Figure 7. Macroscopic and histological assessment of atherosclerosis in cholesterol-fed rabbits.

(a) Plaque size [%] was determined in macroscopic en face preparations after sudan red staining of the common carotid arteries. The relative lesion area was expressed as percentage of the total vessel area of the common carotid artery. (b) Vessel wet weight to body weight ratio was determined. The mean ± SEM of 8 animals are shown. * indicates significant difference of p<0.05 versus cholesterol-fed atherosclerotic control rabbits.

Figure 8. Representative images of plaque extensions in artery sections.

LC: left carotid artery; RC: right carotid artery, Thor A: thoracic aorta, Abd A: abdominal aorta.

Figure 9. The inflammation in the arterial wall was assessed by immune-histology in carotid artery sections of cholesterol fed rabbits.

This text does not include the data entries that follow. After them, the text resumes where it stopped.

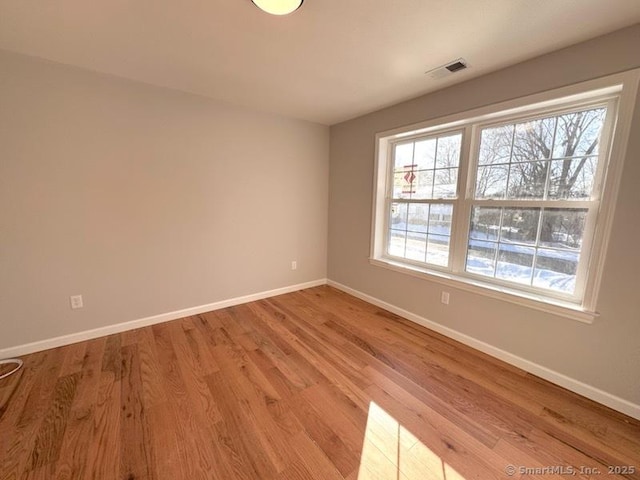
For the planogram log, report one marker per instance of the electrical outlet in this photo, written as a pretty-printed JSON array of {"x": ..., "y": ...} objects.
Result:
[
  {"x": 444, "y": 298},
  {"x": 76, "y": 301}
]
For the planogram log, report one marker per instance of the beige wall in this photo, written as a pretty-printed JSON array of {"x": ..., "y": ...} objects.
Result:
[
  {"x": 145, "y": 200},
  {"x": 606, "y": 354}
]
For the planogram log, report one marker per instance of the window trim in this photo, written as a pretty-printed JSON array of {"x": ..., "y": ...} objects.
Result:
[{"x": 621, "y": 87}]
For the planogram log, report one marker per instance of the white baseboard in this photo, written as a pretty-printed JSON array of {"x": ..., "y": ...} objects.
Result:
[
  {"x": 144, "y": 322},
  {"x": 593, "y": 393}
]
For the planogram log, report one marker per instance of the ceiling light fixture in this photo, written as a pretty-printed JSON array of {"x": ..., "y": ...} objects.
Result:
[{"x": 278, "y": 7}]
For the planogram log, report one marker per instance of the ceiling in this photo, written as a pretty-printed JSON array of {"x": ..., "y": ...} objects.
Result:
[{"x": 329, "y": 61}]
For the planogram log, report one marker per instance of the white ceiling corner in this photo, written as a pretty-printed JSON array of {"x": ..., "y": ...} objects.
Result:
[{"x": 327, "y": 62}]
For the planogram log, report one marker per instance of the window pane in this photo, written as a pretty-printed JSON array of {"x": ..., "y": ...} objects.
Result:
[
  {"x": 438, "y": 250},
  {"x": 403, "y": 156},
  {"x": 556, "y": 270},
  {"x": 418, "y": 217},
  {"x": 485, "y": 223},
  {"x": 398, "y": 214},
  {"x": 533, "y": 140},
  {"x": 403, "y": 184},
  {"x": 578, "y": 133},
  {"x": 425, "y": 154},
  {"x": 446, "y": 181},
  {"x": 423, "y": 184},
  {"x": 481, "y": 258},
  {"x": 440, "y": 219},
  {"x": 397, "y": 243},
  {"x": 515, "y": 263},
  {"x": 562, "y": 228},
  {"x": 520, "y": 225},
  {"x": 449, "y": 151},
  {"x": 495, "y": 145},
  {"x": 491, "y": 181},
  {"x": 527, "y": 180},
  {"x": 572, "y": 178}
]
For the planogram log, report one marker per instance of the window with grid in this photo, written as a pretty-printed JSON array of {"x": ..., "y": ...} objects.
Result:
[{"x": 511, "y": 200}]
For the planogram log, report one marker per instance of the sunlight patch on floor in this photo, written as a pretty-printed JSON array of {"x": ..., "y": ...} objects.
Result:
[{"x": 391, "y": 452}]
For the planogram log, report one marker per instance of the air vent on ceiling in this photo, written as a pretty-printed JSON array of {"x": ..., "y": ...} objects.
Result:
[{"x": 448, "y": 69}]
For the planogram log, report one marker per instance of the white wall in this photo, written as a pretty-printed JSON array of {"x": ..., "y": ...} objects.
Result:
[
  {"x": 604, "y": 355},
  {"x": 145, "y": 200}
]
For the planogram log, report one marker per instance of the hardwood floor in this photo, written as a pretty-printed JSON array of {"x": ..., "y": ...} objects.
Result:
[{"x": 310, "y": 385}]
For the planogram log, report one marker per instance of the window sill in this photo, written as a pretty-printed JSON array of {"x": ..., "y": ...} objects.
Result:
[{"x": 536, "y": 302}]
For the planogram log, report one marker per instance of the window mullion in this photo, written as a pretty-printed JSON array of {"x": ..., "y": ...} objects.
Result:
[{"x": 462, "y": 210}]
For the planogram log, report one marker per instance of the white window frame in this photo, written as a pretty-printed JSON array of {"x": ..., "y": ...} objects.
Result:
[{"x": 617, "y": 92}]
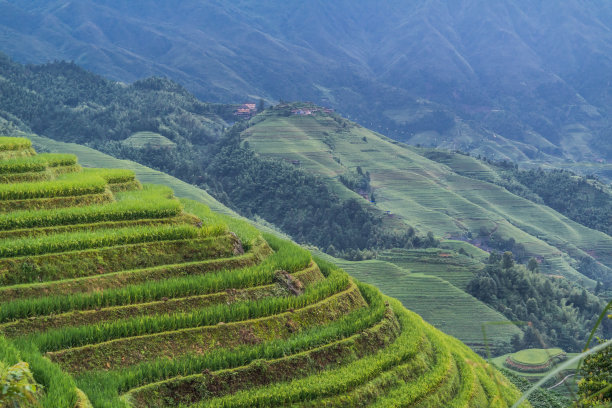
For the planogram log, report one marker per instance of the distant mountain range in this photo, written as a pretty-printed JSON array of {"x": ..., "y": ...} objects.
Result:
[{"x": 524, "y": 80}]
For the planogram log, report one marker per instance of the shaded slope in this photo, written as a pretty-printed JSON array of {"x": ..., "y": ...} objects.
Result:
[
  {"x": 511, "y": 79},
  {"x": 424, "y": 193},
  {"x": 202, "y": 309}
]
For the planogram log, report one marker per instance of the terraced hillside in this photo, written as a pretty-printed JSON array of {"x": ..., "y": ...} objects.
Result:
[
  {"x": 438, "y": 302},
  {"x": 424, "y": 193},
  {"x": 117, "y": 297}
]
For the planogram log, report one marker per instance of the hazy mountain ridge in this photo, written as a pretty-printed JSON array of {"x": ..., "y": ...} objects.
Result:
[{"x": 518, "y": 79}]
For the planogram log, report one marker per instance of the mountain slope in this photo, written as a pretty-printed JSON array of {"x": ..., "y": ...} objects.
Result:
[
  {"x": 159, "y": 304},
  {"x": 515, "y": 79},
  {"x": 428, "y": 194}
]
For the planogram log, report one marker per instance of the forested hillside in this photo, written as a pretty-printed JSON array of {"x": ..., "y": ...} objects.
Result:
[
  {"x": 116, "y": 294},
  {"x": 65, "y": 102},
  {"x": 324, "y": 180},
  {"x": 508, "y": 79}
]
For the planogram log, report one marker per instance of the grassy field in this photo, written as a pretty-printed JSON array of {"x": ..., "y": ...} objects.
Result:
[
  {"x": 149, "y": 139},
  {"x": 536, "y": 357},
  {"x": 439, "y": 302},
  {"x": 195, "y": 308},
  {"x": 427, "y": 194}
]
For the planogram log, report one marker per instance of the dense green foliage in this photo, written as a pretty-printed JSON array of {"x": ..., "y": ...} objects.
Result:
[
  {"x": 595, "y": 386},
  {"x": 584, "y": 200},
  {"x": 419, "y": 72},
  {"x": 541, "y": 398},
  {"x": 108, "y": 113},
  {"x": 558, "y": 312},
  {"x": 297, "y": 202}
]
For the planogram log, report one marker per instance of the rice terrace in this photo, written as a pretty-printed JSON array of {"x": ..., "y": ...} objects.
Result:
[{"x": 118, "y": 294}]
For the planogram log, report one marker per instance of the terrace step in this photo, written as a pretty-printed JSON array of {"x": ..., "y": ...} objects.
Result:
[{"x": 199, "y": 340}]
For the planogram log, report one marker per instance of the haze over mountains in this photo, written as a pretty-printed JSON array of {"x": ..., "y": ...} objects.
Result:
[{"x": 525, "y": 80}]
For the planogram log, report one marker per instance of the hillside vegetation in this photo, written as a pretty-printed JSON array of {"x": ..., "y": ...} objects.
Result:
[
  {"x": 434, "y": 299},
  {"x": 428, "y": 195},
  {"x": 508, "y": 79},
  {"x": 117, "y": 294}
]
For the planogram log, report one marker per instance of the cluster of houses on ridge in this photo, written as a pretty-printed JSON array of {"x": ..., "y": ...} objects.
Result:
[{"x": 310, "y": 111}]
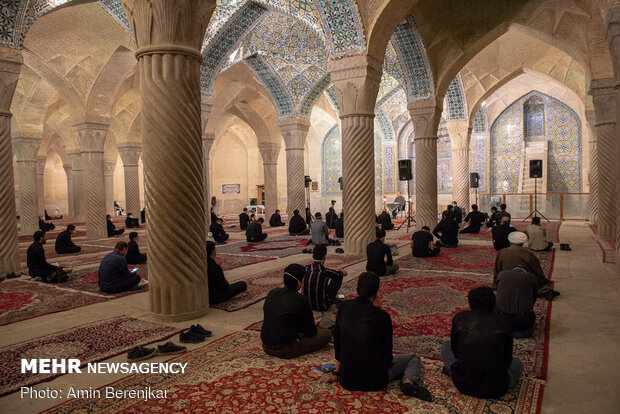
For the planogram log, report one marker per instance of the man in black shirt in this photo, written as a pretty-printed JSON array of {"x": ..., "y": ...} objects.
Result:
[
  {"x": 422, "y": 243},
  {"x": 244, "y": 219},
  {"x": 375, "y": 254},
  {"x": 219, "y": 288},
  {"x": 38, "y": 266},
  {"x": 500, "y": 234},
  {"x": 133, "y": 255},
  {"x": 288, "y": 328},
  {"x": 297, "y": 225},
  {"x": 254, "y": 232},
  {"x": 475, "y": 220},
  {"x": 478, "y": 356},
  {"x": 64, "y": 244},
  {"x": 363, "y": 347},
  {"x": 276, "y": 220}
]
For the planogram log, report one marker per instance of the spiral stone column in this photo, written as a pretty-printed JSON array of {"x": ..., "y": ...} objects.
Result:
[
  {"x": 460, "y": 133},
  {"x": 78, "y": 188},
  {"x": 425, "y": 117},
  {"x": 130, "y": 154},
  {"x": 356, "y": 82},
  {"x": 26, "y": 149},
  {"x": 294, "y": 132},
  {"x": 604, "y": 98},
  {"x": 269, "y": 151},
  {"x": 108, "y": 182},
  {"x": 69, "y": 174},
  {"x": 169, "y": 35},
  {"x": 10, "y": 63},
  {"x": 91, "y": 138}
]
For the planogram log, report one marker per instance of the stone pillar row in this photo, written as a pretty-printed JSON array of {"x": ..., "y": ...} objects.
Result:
[
  {"x": 169, "y": 36},
  {"x": 269, "y": 151}
]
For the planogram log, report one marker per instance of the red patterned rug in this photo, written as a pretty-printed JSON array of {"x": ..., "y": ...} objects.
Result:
[
  {"x": 278, "y": 246},
  {"x": 89, "y": 343},
  {"x": 260, "y": 284},
  {"x": 475, "y": 259},
  {"x": 234, "y": 375},
  {"x": 21, "y": 299}
]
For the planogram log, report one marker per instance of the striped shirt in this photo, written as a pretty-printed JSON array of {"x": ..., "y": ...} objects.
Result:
[{"x": 315, "y": 285}]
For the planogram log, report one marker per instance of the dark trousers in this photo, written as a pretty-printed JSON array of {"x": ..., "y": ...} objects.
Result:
[
  {"x": 259, "y": 238},
  {"x": 124, "y": 285},
  {"x": 68, "y": 250},
  {"x": 300, "y": 346},
  {"x": 233, "y": 290}
]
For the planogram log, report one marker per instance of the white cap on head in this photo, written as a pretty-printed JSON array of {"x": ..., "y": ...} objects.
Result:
[{"x": 517, "y": 237}]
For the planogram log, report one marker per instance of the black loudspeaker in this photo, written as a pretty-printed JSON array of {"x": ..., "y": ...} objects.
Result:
[
  {"x": 404, "y": 170},
  {"x": 474, "y": 180},
  {"x": 535, "y": 168}
]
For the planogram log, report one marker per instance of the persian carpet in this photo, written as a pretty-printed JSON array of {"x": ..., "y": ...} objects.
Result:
[
  {"x": 234, "y": 375},
  {"x": 89, "y": 343},
  {"x": 20, "y": 299},
  {"x": 261, "y": 283}
]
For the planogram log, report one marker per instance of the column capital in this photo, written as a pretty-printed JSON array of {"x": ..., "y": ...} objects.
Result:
[
  {"x": 269, "y": 151},
  {"x": 356, "y": 80},
  {"x": 26, "y": 148},
  {"x": 130, "y": 153}
]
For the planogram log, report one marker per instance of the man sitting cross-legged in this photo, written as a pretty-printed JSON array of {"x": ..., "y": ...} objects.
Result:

(a) The density of macrophages was determined using specific anti-RAM antibodies.(b) The density of T-lymphatic cells was determined with specific anti CD 4 antibodies. The mean ± SEM of 8 animals are shown.

Figure 10. Representative immuno-histological images of macrophage and T lymphocyte stains of carotid artery sections.

Figure 11. Tail bleeding time was assessed after tail clipping in mice.

Revacept was investigated alone and in combination with existing drugs. The means ± SEM of n = 8 animals per group are demonstrated. Stars (*) indicate significant differences, p<0.05 versus native, untreated mice, or vs. mice which were only treated with 2 mg/kg Revacept (ANOVA).